The white crap on top is left over form the huge cloud of white that came pouring out of the pipes when the pump got going. This was caused, of course, by the presence of RV (plumbing) anti-freeze, which has to be added to the intake and outflow pipes every fall to prevent destruction of said pipes over the winter. It’s worked for 13 years so far.
The pool is looking a lovely shade of emerald green today.
I added a couple of cups of baking soda on day 1 to start bringing the alkalinity up to snuff, and I added two+ cups of Borax on day 2 to work on raising the pH. These two parameters really determine how clear the pool can get once the chlorine pucks and a heavy shocking or two kick in. I like to run the pool at a slightly high pH … around 8. That feels nice on the skin. Acidic water feels, well, acidic :-)
Then I shocked it hard late on day 2 … about a pound of unstabilized chlorine. That will teach it to mess with me :-)
This morning, the pool is looking much improved.

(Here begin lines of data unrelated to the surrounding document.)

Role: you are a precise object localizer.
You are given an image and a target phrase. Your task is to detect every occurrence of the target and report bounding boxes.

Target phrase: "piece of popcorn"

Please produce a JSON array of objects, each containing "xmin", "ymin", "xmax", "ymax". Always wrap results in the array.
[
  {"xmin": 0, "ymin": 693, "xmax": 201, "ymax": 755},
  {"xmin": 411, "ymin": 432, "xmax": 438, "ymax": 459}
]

The filter and the chlorine have worked much magic in only a few days.
After work, the pool has not improved much.
I stopped at ClearWater on the way home to pick up a test kit and the free chlorine was at zero. This is not good. The Alkalinity and pH were also very low.
So I dumped in a ton of Alkalinity Up (just expensive baking soda :-) and switche dthe chlorinator on (DUH) … also cleaned out the skimmer, which had clogged and slowed the flow to a crawl. We’ll see what it looks like tomorrow. I will be buying some shock for tomorrow evening and I think we should see some serious improvement for the weekend. Enough to swim I think …
I may have mentioned my liner issue at some point, but here are the two major issues on the eastern end of the pool. Basically where all the wind hits year in year out.
I had Mermaid Pools estimate the replacement of the liner (which should have lasted 10 years but is in year 14 and still holding water) and they say about $4500. This is consistent with what my boss recently paid for a slightly larger pool. But ClearWater says that they can do it for $2900 for a plain blue liner or $3200 for a full print liner. Not bad at all. Something to ponder for later on in the summer or for next summer.
Slow progress. The chemical balance is getting better, the chlorine is pretty high for two days now, but the clarity has not arrived yet. There are thunder storms predicted for today and tomorrow and if we get a couple of ripping good storms then I can backwash again and see if that helps. The sand is new form last year, but that does not mean that it is uncloggable. Nice, soft light today as evening and the storms approach …
The pool has been improving dramatically in the last few days.
Although pH remains a tad low, everything else is inside the norms. Just need the clarity to improve before I can consider turning on the heater. It’s at 74 degrees right now, but that’s a tad cool for swimming in a backyard. I normally shoot for 84 degrees, but might drop that this year to 82.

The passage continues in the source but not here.